Lideranças do PL na Câmara estão temerosas sobre a decisão do Tribunal Regional Eleitoral de São Paulo (TRE-SP), que na última quinta-feira (30/1) cassou o mandato da deputada Carla Zambelli (PL-SP).
Isso porque, na opinião de caciques do partido do ex-presidente Jair Bolsonaro, não será possível argumentar no Tribunal Superior Eleitoral (TSE) que o caso da parlamentar é semelhante ao do ex-deputado Deltan Dallagnol.

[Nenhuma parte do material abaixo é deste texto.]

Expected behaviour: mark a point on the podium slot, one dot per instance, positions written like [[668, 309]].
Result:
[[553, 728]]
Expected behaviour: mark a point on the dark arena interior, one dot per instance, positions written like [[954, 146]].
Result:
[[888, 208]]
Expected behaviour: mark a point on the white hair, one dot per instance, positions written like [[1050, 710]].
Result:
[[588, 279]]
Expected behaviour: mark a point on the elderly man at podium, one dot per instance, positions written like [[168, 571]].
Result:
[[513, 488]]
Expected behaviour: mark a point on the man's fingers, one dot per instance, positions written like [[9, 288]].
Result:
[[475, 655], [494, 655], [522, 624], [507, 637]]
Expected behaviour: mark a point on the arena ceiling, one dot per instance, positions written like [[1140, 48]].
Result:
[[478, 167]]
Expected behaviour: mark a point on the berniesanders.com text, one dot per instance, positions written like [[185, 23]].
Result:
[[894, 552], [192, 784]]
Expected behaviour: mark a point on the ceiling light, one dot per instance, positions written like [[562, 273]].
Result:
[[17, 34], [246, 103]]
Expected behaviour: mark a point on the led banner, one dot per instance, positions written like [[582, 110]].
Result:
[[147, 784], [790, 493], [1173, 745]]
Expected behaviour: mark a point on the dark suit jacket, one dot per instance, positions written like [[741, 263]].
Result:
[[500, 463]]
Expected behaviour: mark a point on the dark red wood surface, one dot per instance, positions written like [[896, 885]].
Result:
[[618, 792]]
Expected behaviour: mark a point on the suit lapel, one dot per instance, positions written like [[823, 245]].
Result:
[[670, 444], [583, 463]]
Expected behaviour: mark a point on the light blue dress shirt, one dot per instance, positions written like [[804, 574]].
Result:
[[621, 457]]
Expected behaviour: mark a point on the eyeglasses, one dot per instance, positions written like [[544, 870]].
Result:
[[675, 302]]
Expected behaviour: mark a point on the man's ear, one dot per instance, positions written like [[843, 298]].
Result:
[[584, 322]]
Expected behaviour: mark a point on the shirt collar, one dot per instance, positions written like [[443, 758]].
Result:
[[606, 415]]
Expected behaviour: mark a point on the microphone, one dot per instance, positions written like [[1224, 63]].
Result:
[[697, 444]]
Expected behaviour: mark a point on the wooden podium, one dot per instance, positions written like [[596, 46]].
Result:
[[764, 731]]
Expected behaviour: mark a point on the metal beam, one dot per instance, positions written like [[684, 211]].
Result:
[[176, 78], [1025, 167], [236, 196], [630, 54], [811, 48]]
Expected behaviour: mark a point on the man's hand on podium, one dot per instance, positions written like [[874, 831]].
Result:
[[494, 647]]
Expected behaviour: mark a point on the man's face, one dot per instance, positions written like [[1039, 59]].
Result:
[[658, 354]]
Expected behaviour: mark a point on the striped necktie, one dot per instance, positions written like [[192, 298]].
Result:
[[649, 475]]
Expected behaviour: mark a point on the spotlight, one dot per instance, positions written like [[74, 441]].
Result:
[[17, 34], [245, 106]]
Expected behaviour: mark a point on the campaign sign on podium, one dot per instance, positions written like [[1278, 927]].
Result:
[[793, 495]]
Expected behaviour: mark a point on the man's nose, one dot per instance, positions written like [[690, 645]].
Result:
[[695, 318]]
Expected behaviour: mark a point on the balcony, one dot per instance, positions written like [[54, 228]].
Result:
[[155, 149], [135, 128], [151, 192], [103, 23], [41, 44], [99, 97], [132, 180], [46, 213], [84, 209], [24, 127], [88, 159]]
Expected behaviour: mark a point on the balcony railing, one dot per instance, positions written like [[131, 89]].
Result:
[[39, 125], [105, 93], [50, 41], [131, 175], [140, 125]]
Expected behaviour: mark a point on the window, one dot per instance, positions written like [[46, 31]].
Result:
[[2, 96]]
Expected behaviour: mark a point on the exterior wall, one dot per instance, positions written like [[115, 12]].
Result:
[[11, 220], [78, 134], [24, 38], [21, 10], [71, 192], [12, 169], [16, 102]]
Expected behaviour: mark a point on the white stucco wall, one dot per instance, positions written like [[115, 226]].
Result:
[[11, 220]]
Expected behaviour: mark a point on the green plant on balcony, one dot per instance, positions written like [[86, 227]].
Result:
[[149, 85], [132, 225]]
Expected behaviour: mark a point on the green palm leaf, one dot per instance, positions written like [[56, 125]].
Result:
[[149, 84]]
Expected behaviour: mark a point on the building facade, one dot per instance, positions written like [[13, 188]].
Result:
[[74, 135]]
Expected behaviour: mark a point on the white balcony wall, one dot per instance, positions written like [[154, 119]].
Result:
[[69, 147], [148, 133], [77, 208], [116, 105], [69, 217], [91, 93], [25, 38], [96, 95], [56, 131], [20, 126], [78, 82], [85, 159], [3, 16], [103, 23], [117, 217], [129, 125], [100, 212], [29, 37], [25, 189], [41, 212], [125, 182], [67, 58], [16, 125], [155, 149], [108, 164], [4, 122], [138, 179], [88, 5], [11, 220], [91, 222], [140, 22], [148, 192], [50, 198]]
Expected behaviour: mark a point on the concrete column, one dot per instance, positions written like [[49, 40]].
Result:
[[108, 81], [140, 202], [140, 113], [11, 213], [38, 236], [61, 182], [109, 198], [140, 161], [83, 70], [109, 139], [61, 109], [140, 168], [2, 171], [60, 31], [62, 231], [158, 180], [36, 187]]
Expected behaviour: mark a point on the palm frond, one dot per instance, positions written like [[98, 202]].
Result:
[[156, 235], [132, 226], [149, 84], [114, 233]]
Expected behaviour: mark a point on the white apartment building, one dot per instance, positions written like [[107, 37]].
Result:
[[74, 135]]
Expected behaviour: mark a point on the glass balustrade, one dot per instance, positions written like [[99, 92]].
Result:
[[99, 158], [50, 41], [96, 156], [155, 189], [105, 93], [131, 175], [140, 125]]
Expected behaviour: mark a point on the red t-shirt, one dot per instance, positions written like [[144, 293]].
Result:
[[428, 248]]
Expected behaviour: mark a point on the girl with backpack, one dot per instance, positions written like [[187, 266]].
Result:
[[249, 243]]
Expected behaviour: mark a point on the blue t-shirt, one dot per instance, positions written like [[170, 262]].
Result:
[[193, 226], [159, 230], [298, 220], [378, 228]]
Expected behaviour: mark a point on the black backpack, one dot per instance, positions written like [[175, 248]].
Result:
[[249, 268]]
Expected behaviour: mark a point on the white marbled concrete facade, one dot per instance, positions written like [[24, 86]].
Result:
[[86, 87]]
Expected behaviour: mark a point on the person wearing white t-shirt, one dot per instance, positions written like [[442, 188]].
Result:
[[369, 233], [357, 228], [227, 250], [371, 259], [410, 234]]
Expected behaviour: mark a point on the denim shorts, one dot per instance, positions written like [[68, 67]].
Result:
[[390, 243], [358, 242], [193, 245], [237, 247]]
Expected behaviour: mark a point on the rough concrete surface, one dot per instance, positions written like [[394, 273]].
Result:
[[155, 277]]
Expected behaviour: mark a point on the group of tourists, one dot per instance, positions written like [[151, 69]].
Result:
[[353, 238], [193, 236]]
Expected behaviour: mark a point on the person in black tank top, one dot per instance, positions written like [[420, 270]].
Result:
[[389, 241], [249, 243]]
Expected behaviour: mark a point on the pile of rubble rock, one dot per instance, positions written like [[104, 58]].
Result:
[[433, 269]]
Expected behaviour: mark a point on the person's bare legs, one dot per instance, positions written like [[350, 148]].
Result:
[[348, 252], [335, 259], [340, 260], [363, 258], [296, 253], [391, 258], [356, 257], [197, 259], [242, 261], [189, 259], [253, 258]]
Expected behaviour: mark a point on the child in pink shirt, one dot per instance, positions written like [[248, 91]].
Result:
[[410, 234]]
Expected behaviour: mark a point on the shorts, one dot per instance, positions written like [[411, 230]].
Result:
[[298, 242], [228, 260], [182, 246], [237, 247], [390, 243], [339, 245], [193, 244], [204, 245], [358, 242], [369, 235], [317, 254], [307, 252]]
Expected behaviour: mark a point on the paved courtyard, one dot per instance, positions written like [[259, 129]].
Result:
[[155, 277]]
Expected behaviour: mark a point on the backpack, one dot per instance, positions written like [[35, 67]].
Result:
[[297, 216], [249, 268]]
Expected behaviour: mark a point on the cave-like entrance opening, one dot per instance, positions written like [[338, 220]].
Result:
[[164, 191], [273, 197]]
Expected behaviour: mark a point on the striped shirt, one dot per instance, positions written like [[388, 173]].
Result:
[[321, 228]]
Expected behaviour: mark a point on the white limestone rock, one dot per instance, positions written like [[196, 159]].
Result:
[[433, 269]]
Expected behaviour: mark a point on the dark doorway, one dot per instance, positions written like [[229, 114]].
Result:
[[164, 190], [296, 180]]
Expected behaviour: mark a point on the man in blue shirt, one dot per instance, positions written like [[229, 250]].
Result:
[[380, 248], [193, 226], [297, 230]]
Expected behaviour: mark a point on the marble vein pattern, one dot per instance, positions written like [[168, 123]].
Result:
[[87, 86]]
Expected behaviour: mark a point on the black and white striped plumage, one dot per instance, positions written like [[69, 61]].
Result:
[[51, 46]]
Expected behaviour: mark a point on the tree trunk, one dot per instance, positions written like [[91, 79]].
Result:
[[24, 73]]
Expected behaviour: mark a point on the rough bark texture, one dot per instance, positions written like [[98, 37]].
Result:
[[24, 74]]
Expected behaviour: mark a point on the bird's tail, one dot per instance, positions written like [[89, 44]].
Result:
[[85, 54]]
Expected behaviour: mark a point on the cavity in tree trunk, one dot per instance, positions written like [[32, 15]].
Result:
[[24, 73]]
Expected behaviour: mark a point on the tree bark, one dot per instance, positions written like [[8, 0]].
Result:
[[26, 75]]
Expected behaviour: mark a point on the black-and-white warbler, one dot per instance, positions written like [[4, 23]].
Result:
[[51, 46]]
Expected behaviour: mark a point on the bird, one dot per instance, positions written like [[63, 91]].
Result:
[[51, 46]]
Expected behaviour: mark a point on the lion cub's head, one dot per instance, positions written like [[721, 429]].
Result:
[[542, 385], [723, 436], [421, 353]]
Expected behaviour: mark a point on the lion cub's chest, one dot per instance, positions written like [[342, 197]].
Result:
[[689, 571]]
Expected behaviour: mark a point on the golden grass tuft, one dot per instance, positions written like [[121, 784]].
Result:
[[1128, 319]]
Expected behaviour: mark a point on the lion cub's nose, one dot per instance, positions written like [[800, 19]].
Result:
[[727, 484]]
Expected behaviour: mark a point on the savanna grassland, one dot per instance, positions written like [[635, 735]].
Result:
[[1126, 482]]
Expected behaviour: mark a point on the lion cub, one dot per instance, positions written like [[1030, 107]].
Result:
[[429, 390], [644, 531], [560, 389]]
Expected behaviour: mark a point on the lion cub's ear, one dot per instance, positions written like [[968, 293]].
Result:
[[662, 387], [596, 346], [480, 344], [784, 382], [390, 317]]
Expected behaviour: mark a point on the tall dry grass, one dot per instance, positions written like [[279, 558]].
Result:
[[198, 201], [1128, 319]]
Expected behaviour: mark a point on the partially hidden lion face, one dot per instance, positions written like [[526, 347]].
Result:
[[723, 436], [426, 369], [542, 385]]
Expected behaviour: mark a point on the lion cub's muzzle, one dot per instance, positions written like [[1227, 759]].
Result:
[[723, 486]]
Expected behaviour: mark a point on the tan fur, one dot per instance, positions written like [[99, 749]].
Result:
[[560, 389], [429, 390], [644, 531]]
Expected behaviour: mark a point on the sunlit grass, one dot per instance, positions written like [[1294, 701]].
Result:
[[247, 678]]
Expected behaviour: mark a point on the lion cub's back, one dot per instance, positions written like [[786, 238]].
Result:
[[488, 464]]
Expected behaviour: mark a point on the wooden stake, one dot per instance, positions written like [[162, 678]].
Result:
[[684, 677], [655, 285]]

Quando Dallagnol foi cassado, seus votos foram mantidos em favor de seu partido na época, o Podemos. Assim, a sigla conseguiu diplomar o suplente do ex-procurador da Lava Jato, deputado Luiz Carlos Hauly (Podemos-PR).
No caso de Zambelli, o próprio TRE decidiu que os 946.244 votos recebidos pela deputada em 2022 devem ser anulados. Isso traria um prejuízo à atual bancada do PL, já que Zambelli foi uma das puxadoras de votos do partido.
Entre no canal de WhatsApp da Coluna Igor GadelhaNos bastidores, mandatários do PL afirmam que irão fazer um esforço conjunto para manter o mandato e os votos de Zambelli. Isso inclui pedidos ao novo presidente da Câmara, Hugo Motta.
Em entrevista ao Metrópoles, o deputado Nikolas Ferreira (PL-MG) disse que uma das prioridades da bancada para 2025 é a defesa das prerrogativas dos parlamentares.
“Eu espero que Hugo Motta, especialmente em defesa das prerrogativas, não deixe que tribunais retirem os votos de pessoas legitimamente eleitas”, afirmou Nikolas.